Die KAB-Sekretäre hielten neben ihrer häufigen Beteiligung an lokalen Oppositionszirkeln in den Städten soweit wie möglich das Verbandsleben aufrecht. Damit bewahrten sie ein von der NS-Ideologie nicht infiltriertes Personalreservoir, das sie in den 40er Jahren für den politischen Widerstand interessant machte. Einige gerieten wegen ihrer Verbandsarbeit in Konflikt mit der Gestapo, der z.B. für Gottfried Könzgen aus Duisburg tödlich endete, als er im August 1944 nach dem gescheiterten Attentat im Rahmen der "Aktion Gewitter" verhaftet wurde. Im Zug dieser Aktion verbrachte die Gestapo nach einer schwarzen Liste Angehörige früherer oppositioneller Parteien und weitere Personen, die mißliebig aufgefallen waren und als alternative Elite in Frage kamen, ins KZ. Könzgen kam in März 1945 in Mauthausen ums Leben.
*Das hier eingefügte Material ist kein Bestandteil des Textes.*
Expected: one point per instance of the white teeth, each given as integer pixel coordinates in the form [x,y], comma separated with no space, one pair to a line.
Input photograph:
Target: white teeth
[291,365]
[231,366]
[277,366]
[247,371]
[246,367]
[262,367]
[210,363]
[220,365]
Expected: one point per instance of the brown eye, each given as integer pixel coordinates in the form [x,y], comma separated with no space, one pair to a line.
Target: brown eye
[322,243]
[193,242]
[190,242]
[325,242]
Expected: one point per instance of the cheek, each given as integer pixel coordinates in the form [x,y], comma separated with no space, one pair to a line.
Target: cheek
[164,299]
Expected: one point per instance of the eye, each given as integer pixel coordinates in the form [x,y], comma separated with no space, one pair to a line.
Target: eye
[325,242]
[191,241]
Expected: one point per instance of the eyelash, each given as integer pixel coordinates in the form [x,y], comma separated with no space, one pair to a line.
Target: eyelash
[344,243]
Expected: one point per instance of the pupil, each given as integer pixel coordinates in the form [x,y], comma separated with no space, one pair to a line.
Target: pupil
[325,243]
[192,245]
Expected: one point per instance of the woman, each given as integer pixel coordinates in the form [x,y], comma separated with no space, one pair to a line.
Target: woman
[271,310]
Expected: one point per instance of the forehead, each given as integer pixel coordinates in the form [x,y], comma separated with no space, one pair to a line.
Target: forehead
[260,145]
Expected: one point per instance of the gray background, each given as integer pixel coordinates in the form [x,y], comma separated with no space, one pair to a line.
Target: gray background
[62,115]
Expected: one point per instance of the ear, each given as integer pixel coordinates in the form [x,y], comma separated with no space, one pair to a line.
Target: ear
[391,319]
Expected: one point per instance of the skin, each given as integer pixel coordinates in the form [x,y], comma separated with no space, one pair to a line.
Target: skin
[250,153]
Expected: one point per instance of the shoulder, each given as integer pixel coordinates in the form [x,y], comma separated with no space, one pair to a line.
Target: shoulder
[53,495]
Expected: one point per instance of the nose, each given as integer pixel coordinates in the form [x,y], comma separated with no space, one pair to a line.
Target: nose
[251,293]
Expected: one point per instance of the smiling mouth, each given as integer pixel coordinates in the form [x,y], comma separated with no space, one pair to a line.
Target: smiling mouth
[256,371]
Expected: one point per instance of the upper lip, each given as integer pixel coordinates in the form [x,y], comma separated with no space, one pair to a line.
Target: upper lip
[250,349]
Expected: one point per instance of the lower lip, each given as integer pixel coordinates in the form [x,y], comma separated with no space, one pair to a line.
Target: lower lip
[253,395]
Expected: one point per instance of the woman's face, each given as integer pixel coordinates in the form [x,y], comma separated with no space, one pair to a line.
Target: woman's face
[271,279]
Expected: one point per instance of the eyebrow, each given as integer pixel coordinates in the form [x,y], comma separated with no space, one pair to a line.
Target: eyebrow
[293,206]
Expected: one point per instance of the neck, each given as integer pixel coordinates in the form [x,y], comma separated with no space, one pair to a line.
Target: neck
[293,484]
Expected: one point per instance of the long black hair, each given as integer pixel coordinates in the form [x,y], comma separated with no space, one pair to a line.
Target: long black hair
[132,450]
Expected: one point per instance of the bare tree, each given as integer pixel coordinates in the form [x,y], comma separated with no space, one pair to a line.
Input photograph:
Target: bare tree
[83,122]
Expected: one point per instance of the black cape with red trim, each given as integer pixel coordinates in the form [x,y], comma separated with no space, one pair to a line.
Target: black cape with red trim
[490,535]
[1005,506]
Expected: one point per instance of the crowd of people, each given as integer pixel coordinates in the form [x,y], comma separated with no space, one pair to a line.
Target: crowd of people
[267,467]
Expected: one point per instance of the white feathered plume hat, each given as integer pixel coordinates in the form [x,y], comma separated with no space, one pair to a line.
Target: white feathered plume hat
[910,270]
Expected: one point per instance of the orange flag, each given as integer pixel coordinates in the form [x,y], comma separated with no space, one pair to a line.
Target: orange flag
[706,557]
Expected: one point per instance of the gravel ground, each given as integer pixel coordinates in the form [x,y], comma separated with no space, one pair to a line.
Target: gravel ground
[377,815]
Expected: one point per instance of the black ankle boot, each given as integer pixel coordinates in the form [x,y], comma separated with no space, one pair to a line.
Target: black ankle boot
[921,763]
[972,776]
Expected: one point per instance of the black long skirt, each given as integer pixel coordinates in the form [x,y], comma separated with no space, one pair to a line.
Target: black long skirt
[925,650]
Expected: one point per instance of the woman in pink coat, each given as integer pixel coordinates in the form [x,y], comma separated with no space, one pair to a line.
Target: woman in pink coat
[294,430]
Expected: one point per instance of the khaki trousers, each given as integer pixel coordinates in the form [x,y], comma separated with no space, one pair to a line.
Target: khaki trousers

Der sich so herausbildende Kölner Kreis knüpfte Verbindungen über das katholische Milieu heraus. Der Düsseldorfer Gruppe gehörten beispielsweise au-ßer dem früheren Kartellsekretär der Christlichen Gewerkschaften und späteren Ministerpräsidenten von NRW, Karl Arnold, auch der ehemalige deutschnationale, protestantische Düsseldorfer Oberbürgermeister (und CDU-Mitgründer) Robert Lehr an. Außerdem stand die Düsseldorfer Gruppe spätestens seit 1935 in Verbin-dung zu General von Hammerstein, einem oppositionellen Militär mit Beziehung zu Generaloberst Ludwig Beck, dem langjährigen Kopf des militärischen Widerstandes und designierten Reichsverweser, d.h. Staatsoberhaupt. Damit knüpfte sie für den Kölner Kreis eine der verschiedenen Beziehungen in die Mitte des aktiven Widerstandes gegen Hitler. Jahre später, 1941, vermittelte v. Hammerstein eine Begeg-nung zwischen Beck und Präses Otto Müller. Über sie berichtete Müller wohl, als er 1943 den Besuch eines "sehr hohen Herrn vom Militär" erwähnte, der sich nach dem Organisationszustand und der NS-Immunität der KAB-Mitglieder erkundigt habe. "Es könnte mal etwas eintreten, daß wir in vie-len Orten Menschen brauchen, auf die wir uns verlassen können, die die Leitung der Gemeinde in ihre Hand nehmen und die richtigen Leute für die Verwaltung sowie für Ruhe und Ordnung aussuchen können. Ich kann also in einem solchen Fall auf Sie und Ihre Organisation zurückgreifen." . Weiter zeichnete sich die Düsseldorfer Gruppe dadurch aus, daß aus ihr die Flugblätter des "Michael Germanicus" hervorgingen, die besonders während der Sittlichkeitsprozesse die Goebbelsche Propaganda entlarvten. Die Gruppe im Kölner Kettelerhaus dagegen hatte mehr Kontakte zu Sozialdemokraten. Direkt an ihr beteiligt war der frühere Oberbürgermeister von Solingen, Joseph Brisch, der als praktizierender Katholik der gleichen Gemeinde wie Groß und Letter-haus angehörte. Er sorgte zu Verbindungen zum früheren preußischen Innenminister Carl Severing und dem freien Gewerkschaftler Wilhelm Leuschner (beide SPD), der wiederum dem Kreis um Goerdeler angehörte.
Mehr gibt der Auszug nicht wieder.